The First Lady, Mrs. Rebecca Akufo-Addo, has commissioned the premier report on the rising cancer scourge in West Africa.
The report, which highlights cancer causes and recommendations to thread down the spiralling statistics, was undertaken by the Lancet oncology commission.
The First Lady associated herself with the call by various speakers at the event, including the health minister, Kwaku Agyemang Manu, that cancers had debilitating effects on productivity and families, the basic unit of life and needed to be rolled back.
The report said cancer deaths in the sub-region could double, hitting one million deaths annually in the sub-region by 2030 if urgent action is not taken.
The report further warned cancer incidence would jump to 1.4 million cases per year, without rapid interventions.
It further highlighted that one in seven women risked developing cancer by the age of 75, with cervical cancer and breast cancer, leading the cause of cancer deaths.
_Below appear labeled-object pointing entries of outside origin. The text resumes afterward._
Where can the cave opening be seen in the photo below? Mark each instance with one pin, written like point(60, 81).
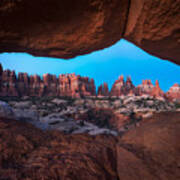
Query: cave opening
point(123, 58)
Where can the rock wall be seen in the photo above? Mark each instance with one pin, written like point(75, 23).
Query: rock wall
point(68, 28)
point(65, 85)
point(71, 85)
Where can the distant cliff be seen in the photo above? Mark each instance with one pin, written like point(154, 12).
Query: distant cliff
point(72, 85)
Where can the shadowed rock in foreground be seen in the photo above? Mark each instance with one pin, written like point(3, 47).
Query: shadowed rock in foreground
point(150, 151)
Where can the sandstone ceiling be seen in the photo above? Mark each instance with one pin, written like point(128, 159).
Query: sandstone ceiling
point(67, 28)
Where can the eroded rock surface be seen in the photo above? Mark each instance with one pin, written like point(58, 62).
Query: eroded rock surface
point(150, 151)
point(61, 29)
point(68, 28)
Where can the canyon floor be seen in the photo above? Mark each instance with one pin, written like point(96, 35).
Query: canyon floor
point(130, 137)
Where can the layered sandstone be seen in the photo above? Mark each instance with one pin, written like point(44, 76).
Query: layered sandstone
point(121, 87)
point(68, 28)
point(75, 86)
point(66, 85)
point(103, 90)
point(174, 93)
point(63, 29)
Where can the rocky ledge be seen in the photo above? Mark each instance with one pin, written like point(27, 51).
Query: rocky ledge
point(85, 115)
point(150, 151)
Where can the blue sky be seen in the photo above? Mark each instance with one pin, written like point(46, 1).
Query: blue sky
point(106, 65)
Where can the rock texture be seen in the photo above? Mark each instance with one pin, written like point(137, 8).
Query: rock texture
point(103, 90)
point(29, 153)
point(174, 93)
point(66, 85)
point(71, 85)
point(61, 29)
point(154, 26)
point(69, 28)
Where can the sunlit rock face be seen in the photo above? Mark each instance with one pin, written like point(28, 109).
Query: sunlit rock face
point(174, 93)
point(67, 28)
point(103, 90)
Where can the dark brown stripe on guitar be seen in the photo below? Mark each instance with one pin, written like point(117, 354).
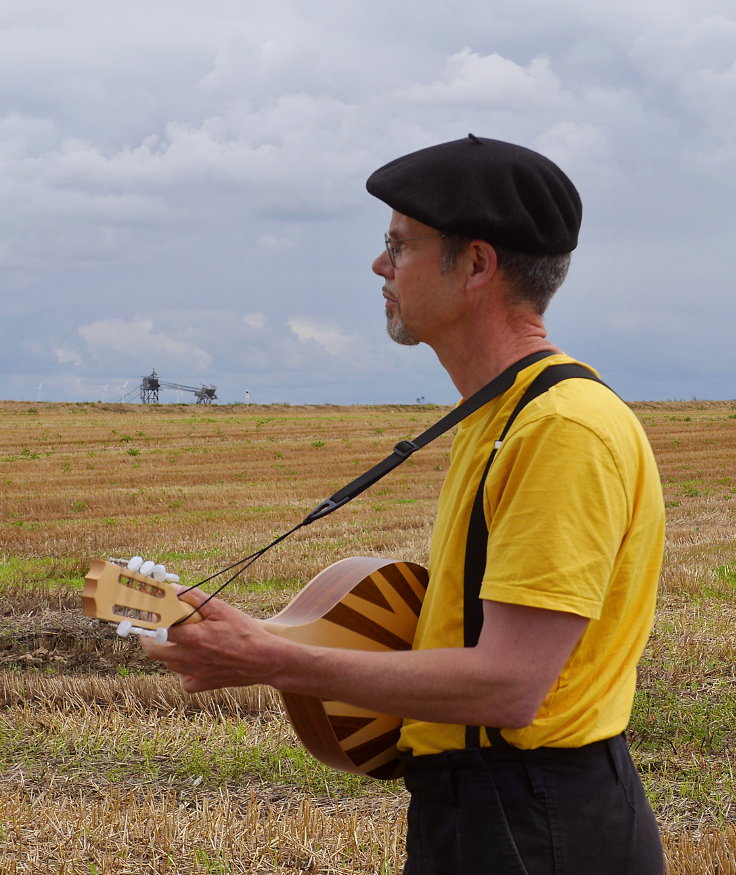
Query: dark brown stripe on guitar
point(344, 725)
point(395, 576)
point(356, 622)
point(363, 753)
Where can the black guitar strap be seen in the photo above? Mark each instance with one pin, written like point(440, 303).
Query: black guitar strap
point(477, 543)
point(404, 449)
According to the report, by 2050, half of global childhood cancer cases are projected to occur in Africa, and called for improvement in access to cancer care, prevention, diagnostics and national action plans to contain the spread.
The commission, comprising academia and health care experts, enumerated factors fuelling cancer spread in the sub-region including crunch poverty, lack of access to health facilities, scarcity of qualified staff and the increasing adoption of western lifestyles.
Dr. Beatrice Wiafe Addai, one of the four lead commissioners of the report, emphasized the combined effect of poverty and ignorance on the wave of cancers locally.
Three other lead commissioners of the report, Professor David Collingride, editor-in-chief of the Lancet oncology, Professor David Kerr, cancer medicine, oxford university, and Professor Wil Ngwa, Director, global health catalyst, John Hopkins, agreed national control programs and innovative technologies were vital to reducing the cancer burden in the sub-region.